Safeguards against executive dominance in governance are necessary not only in a Presidential form. It is foolhardy to expect that the Prime Minister’s dependence on majority support in Parliament would alone ensure the independence of the judiciary and of the Commissions that need to be independent of political manipulation. That is why the Ven. Maduluwawe Sobitha Nayaka Thera, the founder of the NMSJ, insisted on the re-establishment of the Constitutional Council process even while agitating for the abolition of the Executive Presidency.
One must not forget the experiences under a two-thirds majority in Parliament between 1970 and 1975 and even until 1977 when the United Front had only a simple majority. The infamous ‘Emergency Rule’ in India in the 1970s is yet another example of independent institutions, not excluding the judiciary, succumbing to pressure.
A Second Chamber as a substitute for Commissions
The NMSJ has proposed a bicameral legislature. One critic who considers the NMSJ to have ‘poverty of vision’ has suggested that Constitutional Commissions be restricted to areas such as elections, public service, judiciary, audit and anti-corruption and for all other areas to be ‘covered’ by the Second Chamber. This is obviously due to a misconception about the role of a second legislative chamber.
Commissions, whether set up by the Constitution or by law, perform essentially executive functions. Even the former Constitutional Council, although it had its sittings in the precincts of Parliament, performed an executive function by its involvement in the appointment of constitutional functionaries and Commissions prior to formal appointment by the head of the executive.
When the Eighteenth Amendment Bill of 2003 sought to exclude decisions of the Constitutional Council from the fundamental jurisdiction of the Supreme Court, a seven-member Bench of the Court held that the Bill requires approval at a Referendum, stating that the Constitutional Council ‘is part of the Executive and is attributed executive power’.
A Second Chamber, by whatever name called, cannot exercise executive functions. The NMSJ proposed a second chamber of the legislature as an instrument of power-sharing that would also function as a mechanism to rectify possible imbalances of representation in the other house. It would also act as an in-built mechanism against hasty legislation and legislation that may have an adverse effect on the provinces.
Language
The NMSJ has proposed that Sinhala and Tamil be recognised as official languages and English as the link language. The criticism that it failed to deal with the language of communication, the language of education, etc., is certainly valid.

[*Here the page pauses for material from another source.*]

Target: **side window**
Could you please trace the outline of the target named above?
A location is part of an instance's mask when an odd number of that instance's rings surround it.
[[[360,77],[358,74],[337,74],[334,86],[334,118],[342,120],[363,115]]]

The NMSJ must, in refining its proposals in light of the discourse that the proposals generated, go into such details. A good starting point could be the proposals made by the sub-committee on fundamental and language rights of the Constitutional Assembly headed by MP Mahinda Samarasinghe. At the request of the sub-committee, Professor A.M. Navaratne Bandara, who was an expert advising the reform process, submitted a series of proposals. The sub-committee also considered the recommendations of the Public Representations Committee chaired by Lal Wijenayake.